In one study Lalonde et al. (2011) aimed to explore the views of patients and doctors on pharmacists’ engaging with doctors in the collaborative management of patients with dyslipidaemia. Whilst patients felt they received better follow-up care when pharmacist were involved in their care and doctors felt the collaborative management of patients’ cholesterol was safe and effective, doctors were concerned that shifting some of the management activities to pharmacists may negatively impact their own relationship with the patient highlighting a potential issue with pharmacist-doctor interprofessional collaboration. A number of other studies also highlighted potential issues with pharmacist collaborative practice, one of which was an RCT conducted by Bryant et al. (2011) in New Zealand where authors compared a control group with patients receiving a clinical medication review conducted by community pharmacists in collaboration with GPs (pharmacists met with the patient’s GP to discuss recommendations about possible medicine changes) which was followed-up 3-monthly. The authors found that although medication reviews helped improve medication appropriateness, patients’ quality of life in the domains of emotional role and social functioning were seen to decrease significantly. Authors suggested that this may have been because participants possibly felt abandoned as 27 out of 44 pharmacists either withdrew or did not start the study citing time commitments required to conduct the intervention/study. Authors additionally concluded that the lack of community pharmacist participation suggested that community pharmacies may not be the appropriate environment in which to expand collaborative clinical medication reviews within primary care.

Furhtermore, a number of other RCTs which explored joint pharmacist-doctor care found that these collaborative care methods had no improvement on a number of patient outcomes. For example in an RCT conducted by Holland et al. (2005) in the UK authors found that a pharmacist led home based medication review service (which included two home visits by a pharmacist within two weeks and eight weeks of discharge to educate patients and carers about their drugs, remove out of date drugs, inform general practitioners of drug reactions or interactions, and inform the local pharmacist if a compliance aid is needed) had no improvement on quality of life and in fact increased hospital admissions compared to the patients not receiving the service. Of note, the interprofessional nature of the service here simply involved information transfer to GPs regarding drug reactions and interactions rather than a truly collaborative service. In addition, another UK based RCT conducted by Richmond et al. (2010) recruited 760 patients across 24 GP practices to compare usual care with those receiving collaborative pharmaceutical care undertaken by community pharmacists who interviewed patients, developed and implemented pharmaceutical care plans together with the patient’s GP, and thereafter undertook monthly medication reviews (both pharmacists and GPs attended training before the intervention).

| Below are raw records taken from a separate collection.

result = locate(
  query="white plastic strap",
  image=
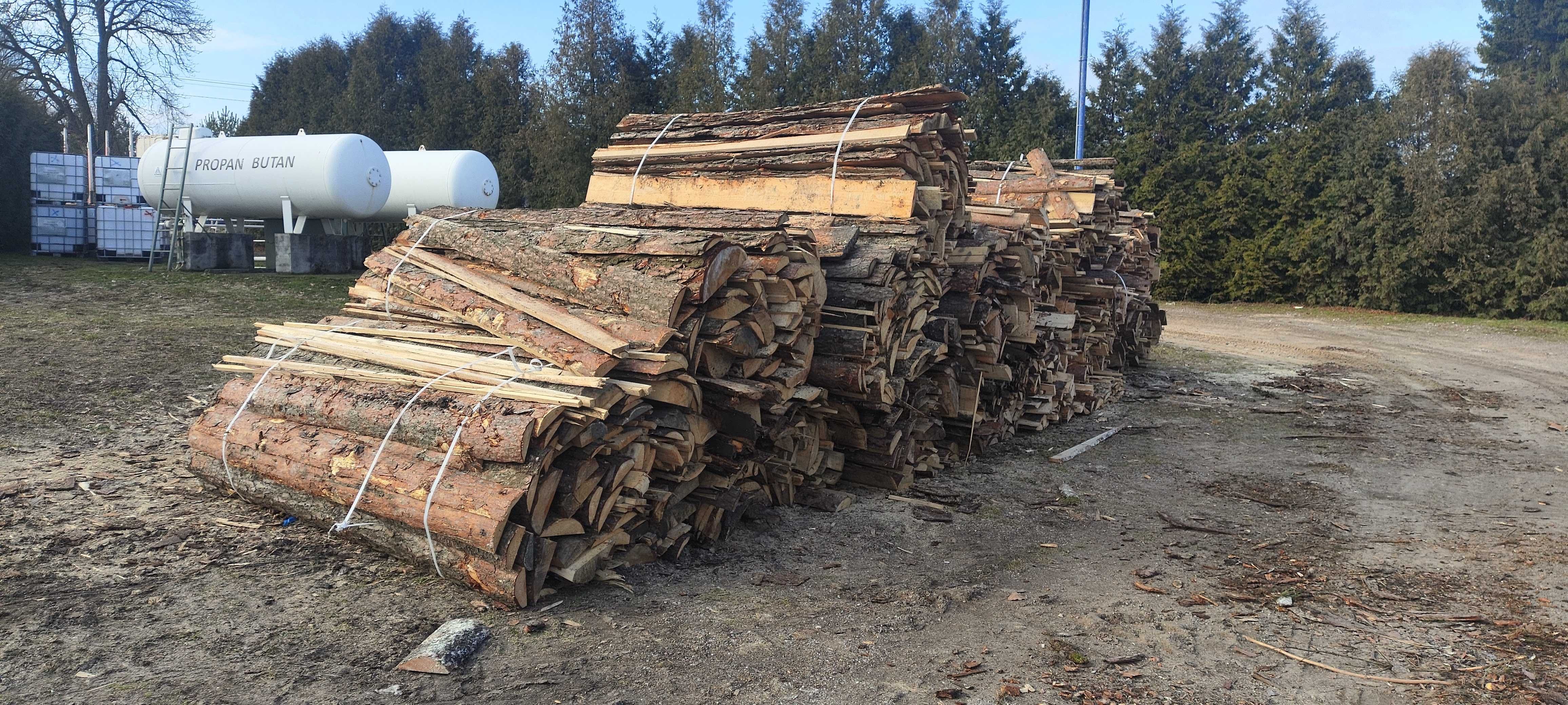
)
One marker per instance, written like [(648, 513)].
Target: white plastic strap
[(353, 507), (631, 198), (435, 485), (388, 294), (223, 444), (1004, 179), (835, 178)]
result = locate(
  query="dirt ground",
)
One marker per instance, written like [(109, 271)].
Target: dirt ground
[(1376, 494)]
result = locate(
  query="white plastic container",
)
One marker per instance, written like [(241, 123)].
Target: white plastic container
[(324, 176), (126, 233), (427, 179), (57, 176), (60, 229), (115, 181)]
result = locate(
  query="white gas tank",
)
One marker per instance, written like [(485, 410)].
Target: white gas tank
[(427, 179), (324, 176)]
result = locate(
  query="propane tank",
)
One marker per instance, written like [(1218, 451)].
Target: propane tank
[(310, 176), (426, 179)]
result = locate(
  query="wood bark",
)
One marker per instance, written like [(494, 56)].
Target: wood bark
[(331, 464), (501, 431)]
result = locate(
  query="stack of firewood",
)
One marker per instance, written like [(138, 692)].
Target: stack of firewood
[(662, 359), (890, 178), (752, 308), (1103, 253)]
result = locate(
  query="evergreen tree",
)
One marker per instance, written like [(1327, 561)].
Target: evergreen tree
[(999, 88), (377, 101), (948, 44), (222, 121), (1115, 95), (1526, 40), (773, 59), (1046, 118), (651, 90), (589, 87), (443, 81), (905, 38), (1225, 76), (703, 62), (1164, 118), (502, 130), (300, 92), (847, 51), (1300, 66), (26, 126)]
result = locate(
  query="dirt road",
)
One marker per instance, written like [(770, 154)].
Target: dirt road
[(1401, 496)]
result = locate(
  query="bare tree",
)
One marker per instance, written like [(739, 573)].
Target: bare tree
[(92, 59)]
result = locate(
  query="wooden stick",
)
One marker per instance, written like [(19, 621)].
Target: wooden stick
[(1086, 446), (1348, 673)]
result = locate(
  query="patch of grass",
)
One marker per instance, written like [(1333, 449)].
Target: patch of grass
[(1371, 317), (85, 342)]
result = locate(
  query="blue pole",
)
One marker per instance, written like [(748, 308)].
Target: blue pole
[(1078, 149)]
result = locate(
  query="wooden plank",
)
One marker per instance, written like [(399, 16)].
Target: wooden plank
[(891, 198), (1086, 446), (803, 142)]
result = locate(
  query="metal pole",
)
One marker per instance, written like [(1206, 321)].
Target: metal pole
[(92, 187), (1078, 149)]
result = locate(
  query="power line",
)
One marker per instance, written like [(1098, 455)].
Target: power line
[(215, 98), (217, 84)]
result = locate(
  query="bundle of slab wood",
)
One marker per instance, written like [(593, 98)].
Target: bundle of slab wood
[(1100, 258), (750, 309), (625, 380)]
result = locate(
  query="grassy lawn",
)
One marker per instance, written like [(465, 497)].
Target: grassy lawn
[(1534, 329), (101, 347)]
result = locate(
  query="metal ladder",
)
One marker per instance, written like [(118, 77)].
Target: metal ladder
[(170, 231)]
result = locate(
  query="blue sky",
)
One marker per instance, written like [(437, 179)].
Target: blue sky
[(248, 34)]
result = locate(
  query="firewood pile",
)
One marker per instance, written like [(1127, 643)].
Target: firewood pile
[(890, 181), (750, 309), (1103, 259)]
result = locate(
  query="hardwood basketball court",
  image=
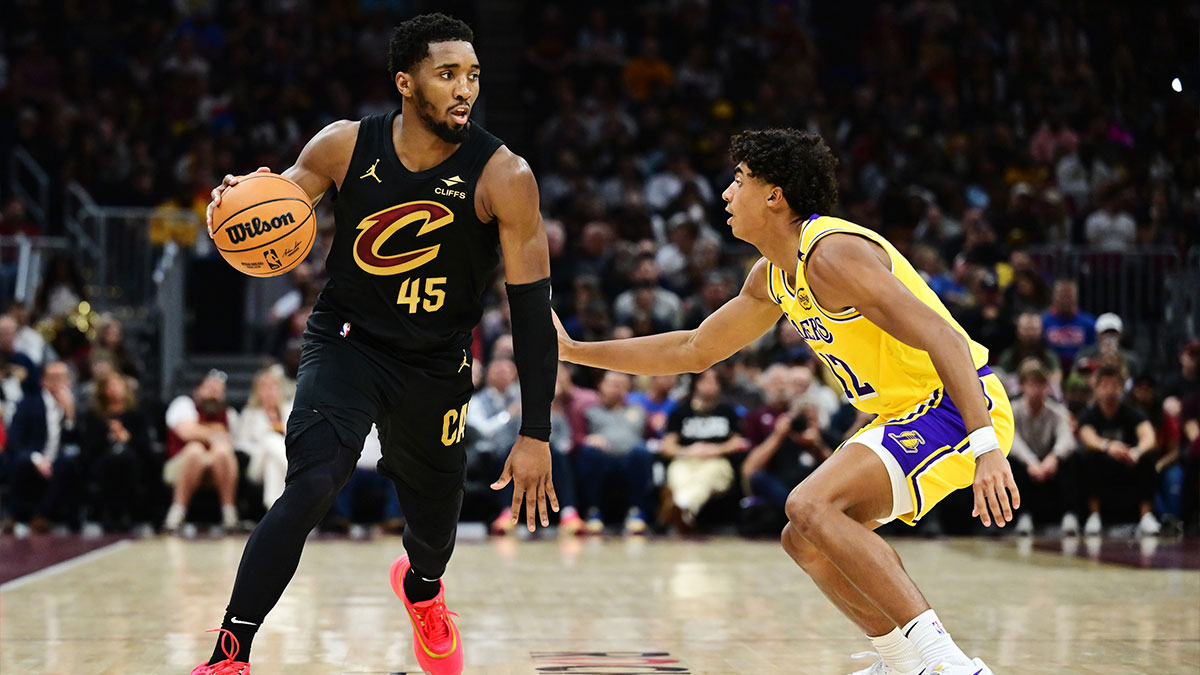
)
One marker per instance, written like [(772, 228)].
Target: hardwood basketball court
[(611, 605)]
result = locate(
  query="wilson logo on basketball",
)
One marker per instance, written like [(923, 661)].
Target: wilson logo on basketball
[(243, 231), (377, 228)]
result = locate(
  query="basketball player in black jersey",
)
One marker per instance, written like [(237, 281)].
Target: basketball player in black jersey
[(424, 198)]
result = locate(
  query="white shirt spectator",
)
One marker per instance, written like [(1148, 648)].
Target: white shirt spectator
[(183, 410), (31, 344), (54, 416), (822, 399), (1110, 230)]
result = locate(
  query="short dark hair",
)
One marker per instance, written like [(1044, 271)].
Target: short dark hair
[(411, 40), (797, 161)]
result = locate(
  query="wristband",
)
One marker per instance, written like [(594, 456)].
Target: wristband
[(982, 441)]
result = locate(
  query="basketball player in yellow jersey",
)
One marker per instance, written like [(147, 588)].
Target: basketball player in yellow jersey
[(943, 420)]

The study found that the intervention did not lead to any statistically significant change in the appropriateness of prescribing or health outcomes. Furthermore, in a similar RCT conducted by Sellors et al. (2003) in Canada comparing usual care with interventions where pharmacists conducted face-to-face medication reviews with the patients and then gave written recommendations to doctors to resolve any drug-related problems, found that although doctors accepted pharmacist recommendations, no significant improvements in patient outcomes or medication costs were observed.

With the literature evidencing the benefits of pharmacists collaborative practice having equivocal results, a low certainty of evidence and a lack of clarity related to the extent of the collaborative nature of each intervention, further work is needed to help evidence the value of interprofessional interactions involving pharmacists on patient outcomes.